Nikos Ordoulidis, Athens: Tatavlian/New York: Beykos, 2017.
Thessaloniki, ‘Variations, Processing, Transformations’. Annual Conference of The Greek Musicological Society (1-2 December 2017).
On 7 May in 1935 in New York, six songs are recorded with Spyros Peristeris as the protagonist. Spyros is the son of Aristidis and the upholder of the tradition of the Smyrnean estudiantina, known as ‘The Politakia’. One of the songs is labelled Beykos and on the Orthophonic record label the key-words ‘hasapiko’, ‘Politakia’, ‘Dimitriadis’, ‘Peristeris’, ‘mandolin’ are printed. The piece is performed in quick tempo, with the mandolin and the piano, following the renowned condition of Asia Minor polystylism.

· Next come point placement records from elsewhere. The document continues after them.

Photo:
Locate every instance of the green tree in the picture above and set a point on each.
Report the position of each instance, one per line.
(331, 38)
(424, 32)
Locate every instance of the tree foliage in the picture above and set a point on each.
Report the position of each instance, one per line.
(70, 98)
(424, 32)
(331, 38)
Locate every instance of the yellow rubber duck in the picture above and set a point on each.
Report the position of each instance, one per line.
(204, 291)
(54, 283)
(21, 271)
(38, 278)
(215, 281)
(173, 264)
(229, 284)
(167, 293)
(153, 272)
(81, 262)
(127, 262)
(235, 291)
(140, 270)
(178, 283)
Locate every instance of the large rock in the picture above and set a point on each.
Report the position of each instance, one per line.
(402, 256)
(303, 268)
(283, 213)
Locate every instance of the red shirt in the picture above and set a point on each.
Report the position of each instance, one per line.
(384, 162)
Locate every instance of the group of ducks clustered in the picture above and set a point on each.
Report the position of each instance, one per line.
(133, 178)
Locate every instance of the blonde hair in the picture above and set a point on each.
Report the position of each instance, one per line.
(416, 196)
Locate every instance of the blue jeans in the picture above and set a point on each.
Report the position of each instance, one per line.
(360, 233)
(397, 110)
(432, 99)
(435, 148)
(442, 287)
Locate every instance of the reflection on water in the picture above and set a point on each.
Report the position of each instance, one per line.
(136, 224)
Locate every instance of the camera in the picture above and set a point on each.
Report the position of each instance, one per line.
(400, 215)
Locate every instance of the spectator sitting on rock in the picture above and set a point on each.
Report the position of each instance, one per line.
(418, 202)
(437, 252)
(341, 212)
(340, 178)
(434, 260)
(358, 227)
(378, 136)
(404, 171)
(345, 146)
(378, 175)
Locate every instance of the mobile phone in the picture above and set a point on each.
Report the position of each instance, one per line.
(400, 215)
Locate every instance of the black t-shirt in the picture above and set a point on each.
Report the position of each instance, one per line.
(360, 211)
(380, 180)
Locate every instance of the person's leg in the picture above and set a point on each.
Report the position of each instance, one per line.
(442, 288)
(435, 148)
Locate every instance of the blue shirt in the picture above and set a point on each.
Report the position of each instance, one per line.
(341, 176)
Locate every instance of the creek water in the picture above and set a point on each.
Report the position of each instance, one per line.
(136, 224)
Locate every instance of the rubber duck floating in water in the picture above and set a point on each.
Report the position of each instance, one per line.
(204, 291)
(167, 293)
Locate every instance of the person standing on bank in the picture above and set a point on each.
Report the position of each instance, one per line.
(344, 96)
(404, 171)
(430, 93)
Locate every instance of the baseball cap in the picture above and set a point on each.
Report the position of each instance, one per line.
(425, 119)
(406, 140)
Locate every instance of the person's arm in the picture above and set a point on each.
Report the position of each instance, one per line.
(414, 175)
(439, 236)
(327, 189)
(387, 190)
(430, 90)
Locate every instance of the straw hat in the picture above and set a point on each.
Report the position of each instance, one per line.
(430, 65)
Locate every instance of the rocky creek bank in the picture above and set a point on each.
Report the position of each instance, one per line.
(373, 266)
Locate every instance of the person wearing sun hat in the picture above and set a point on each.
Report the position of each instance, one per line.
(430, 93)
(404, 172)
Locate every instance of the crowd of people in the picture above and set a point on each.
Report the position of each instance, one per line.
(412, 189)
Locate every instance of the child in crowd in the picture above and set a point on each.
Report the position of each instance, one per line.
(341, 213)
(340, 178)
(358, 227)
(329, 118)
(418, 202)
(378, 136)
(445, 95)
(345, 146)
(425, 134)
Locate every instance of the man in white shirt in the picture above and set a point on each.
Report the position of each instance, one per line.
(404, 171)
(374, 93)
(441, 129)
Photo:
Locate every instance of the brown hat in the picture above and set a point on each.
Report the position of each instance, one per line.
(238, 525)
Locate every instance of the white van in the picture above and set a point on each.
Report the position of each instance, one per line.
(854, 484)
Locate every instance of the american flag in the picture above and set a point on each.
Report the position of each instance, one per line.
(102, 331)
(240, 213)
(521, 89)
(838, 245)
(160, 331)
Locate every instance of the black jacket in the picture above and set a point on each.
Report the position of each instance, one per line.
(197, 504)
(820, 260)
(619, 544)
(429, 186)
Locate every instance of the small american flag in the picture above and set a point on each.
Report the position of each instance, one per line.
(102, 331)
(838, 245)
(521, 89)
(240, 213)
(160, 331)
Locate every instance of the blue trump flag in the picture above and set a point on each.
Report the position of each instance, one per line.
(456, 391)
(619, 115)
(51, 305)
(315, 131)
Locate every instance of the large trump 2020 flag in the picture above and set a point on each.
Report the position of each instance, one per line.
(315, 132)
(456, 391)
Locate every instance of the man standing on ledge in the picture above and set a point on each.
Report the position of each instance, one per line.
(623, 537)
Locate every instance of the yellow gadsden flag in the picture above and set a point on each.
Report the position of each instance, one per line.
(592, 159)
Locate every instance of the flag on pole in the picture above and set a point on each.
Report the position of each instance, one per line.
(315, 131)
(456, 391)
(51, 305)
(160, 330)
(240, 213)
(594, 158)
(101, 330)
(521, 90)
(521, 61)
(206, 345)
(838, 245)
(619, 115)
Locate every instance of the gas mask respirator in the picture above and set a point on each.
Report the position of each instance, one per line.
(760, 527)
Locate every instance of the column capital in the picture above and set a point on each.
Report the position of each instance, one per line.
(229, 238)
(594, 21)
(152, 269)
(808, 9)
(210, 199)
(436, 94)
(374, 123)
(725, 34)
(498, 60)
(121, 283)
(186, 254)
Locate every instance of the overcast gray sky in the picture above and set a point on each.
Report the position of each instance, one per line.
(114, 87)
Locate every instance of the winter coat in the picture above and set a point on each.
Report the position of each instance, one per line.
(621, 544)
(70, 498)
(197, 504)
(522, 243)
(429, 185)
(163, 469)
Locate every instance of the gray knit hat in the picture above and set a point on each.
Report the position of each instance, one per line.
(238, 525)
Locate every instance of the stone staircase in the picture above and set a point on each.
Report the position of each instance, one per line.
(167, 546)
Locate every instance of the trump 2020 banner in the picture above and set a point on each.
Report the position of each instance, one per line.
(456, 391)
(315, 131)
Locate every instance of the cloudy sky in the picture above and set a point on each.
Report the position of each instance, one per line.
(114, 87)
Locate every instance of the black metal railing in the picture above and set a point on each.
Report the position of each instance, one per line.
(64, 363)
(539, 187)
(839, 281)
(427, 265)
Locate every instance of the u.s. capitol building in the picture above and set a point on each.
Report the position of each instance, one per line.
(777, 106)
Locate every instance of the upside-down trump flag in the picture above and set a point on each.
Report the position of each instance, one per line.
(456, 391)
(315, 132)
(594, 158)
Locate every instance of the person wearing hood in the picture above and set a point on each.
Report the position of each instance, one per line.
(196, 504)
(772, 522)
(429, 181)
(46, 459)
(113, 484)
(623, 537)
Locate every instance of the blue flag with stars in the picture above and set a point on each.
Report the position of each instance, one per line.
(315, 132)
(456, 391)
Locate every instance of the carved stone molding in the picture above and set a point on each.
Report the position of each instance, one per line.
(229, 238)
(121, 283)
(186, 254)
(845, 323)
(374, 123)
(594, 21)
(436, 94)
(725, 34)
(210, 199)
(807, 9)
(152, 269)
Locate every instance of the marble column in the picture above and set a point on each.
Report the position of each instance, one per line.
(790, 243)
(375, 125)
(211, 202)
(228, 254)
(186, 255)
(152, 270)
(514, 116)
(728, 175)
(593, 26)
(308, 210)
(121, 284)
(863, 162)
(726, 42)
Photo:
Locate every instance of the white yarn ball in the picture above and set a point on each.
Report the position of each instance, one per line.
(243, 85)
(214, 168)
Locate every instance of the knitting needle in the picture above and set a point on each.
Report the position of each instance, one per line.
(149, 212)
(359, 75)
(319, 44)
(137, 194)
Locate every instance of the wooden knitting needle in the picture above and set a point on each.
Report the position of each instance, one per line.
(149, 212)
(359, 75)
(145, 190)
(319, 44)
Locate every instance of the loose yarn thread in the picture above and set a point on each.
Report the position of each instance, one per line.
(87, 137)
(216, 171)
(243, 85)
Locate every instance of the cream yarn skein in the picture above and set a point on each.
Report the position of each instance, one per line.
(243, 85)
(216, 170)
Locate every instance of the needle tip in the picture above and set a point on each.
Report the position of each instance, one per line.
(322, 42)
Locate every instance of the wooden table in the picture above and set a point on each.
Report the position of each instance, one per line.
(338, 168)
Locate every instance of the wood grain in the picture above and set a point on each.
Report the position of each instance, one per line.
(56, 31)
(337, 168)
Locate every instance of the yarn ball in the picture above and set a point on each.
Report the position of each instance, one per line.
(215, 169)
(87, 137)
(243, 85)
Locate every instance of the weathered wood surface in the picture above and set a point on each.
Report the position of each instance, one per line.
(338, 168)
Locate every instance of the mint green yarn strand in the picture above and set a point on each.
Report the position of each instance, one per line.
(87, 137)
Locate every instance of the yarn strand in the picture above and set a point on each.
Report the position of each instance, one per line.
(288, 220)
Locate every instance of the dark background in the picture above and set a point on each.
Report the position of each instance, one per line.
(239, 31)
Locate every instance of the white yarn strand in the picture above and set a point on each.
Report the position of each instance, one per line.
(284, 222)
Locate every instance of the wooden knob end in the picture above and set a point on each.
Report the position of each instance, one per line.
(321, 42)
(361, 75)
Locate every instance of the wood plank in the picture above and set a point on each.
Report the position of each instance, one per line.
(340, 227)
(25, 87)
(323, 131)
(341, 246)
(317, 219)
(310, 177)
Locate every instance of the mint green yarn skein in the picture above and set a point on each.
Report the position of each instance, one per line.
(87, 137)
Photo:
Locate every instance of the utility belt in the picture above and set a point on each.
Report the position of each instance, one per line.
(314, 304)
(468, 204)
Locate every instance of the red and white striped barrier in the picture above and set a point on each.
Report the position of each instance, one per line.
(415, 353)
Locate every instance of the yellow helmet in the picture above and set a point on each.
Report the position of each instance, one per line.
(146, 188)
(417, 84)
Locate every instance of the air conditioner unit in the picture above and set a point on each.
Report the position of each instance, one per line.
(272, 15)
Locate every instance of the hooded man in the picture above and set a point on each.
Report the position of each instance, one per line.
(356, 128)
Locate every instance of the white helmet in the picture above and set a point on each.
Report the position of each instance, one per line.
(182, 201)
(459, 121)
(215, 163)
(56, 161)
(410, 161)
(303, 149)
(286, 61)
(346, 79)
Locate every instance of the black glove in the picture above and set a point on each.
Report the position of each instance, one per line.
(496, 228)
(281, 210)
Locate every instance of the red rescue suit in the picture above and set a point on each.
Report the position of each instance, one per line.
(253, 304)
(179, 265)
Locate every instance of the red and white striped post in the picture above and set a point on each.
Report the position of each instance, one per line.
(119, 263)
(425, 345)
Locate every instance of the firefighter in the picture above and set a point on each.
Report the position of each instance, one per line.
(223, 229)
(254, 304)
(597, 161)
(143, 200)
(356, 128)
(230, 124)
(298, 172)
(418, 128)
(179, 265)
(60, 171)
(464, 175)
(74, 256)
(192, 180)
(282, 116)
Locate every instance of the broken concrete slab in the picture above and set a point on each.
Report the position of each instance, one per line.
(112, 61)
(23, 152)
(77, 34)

One year earlier, Spyros Peristeris records the same tune in Athens, titled Tatavlian hasapiko. This first recording by Odeon leans towards the aesthetic context of the Piraean rebetiko, and is implemented with instrumental minimalism; two guitars, at half the speed/tempo of that of the Beyko. Whether it be ‘beyko’ or ‘hasapiko’, in New York or in Athens, the same music melody is subject to aesthetic transformations, sketching the style of the Greek-speaking urban popular musicians of the previous century, not as an overlapping trend with set boundaries (Smyrnean, rebetiko, Piraean rebetiko), but as an utterly intertextual field. On the one hand certain particular aesthetical characteristics are recognized in this field, however, their nature is totally fluid, since they function in constant transfiguration. The multiplicity of their actualization is therefore imperative as a methodological starting point of their study.